Foreign tourist dollar
Although technically not another exchange rate, the “foreign tourist dollar” is a measure launched by the government that allows tourists — or anyone with a foreign credit or debit card — to get their purchases in the country processed with the MEP rate. And no, it’s not the same as the regular tourist (or Qatar) dollar. Before the foreign tourist dollar was introduced, purchases were processed at the official rate (approximately 96% less).
The government did this as a way to make the country cheaper for tourists and dissuade them from dangerously spelunking in dangerous “caves” or climbing “little trees.”
When Coldplay sold out nine concerts in Buenos Aires last year, people started wondering which exchange rate they would use to take home the pesos thousands of Argentines paid to listen to “Fix You” or “Viva La Vida”?

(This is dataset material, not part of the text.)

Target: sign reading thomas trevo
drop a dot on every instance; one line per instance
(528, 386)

The rules would imply that it was the official rate, but businesspeople in the entertainment industry protested and got a special exchange rate of the sector, which was the official rate plus 30% (AR$455 at the time of writing). They could have settled for the official rate, but hey — if you never try, you’ll never know just what you’re worth.
Temporary exchange rates
Sometimes, the government launches exchange rates with expiry dates. For example, the “Vaca Muerta” dollar and the various iterations of the “agro dollar” or “soybean dollar” — beneficial rates aimed at oil or agricultural exporters that are higher than the official exchange rate. However, with the proposals of dollarization or “rapid exchange rate unification” some candidates are making, all of these exchange rates could soon be destined to the great rates chart in the sky.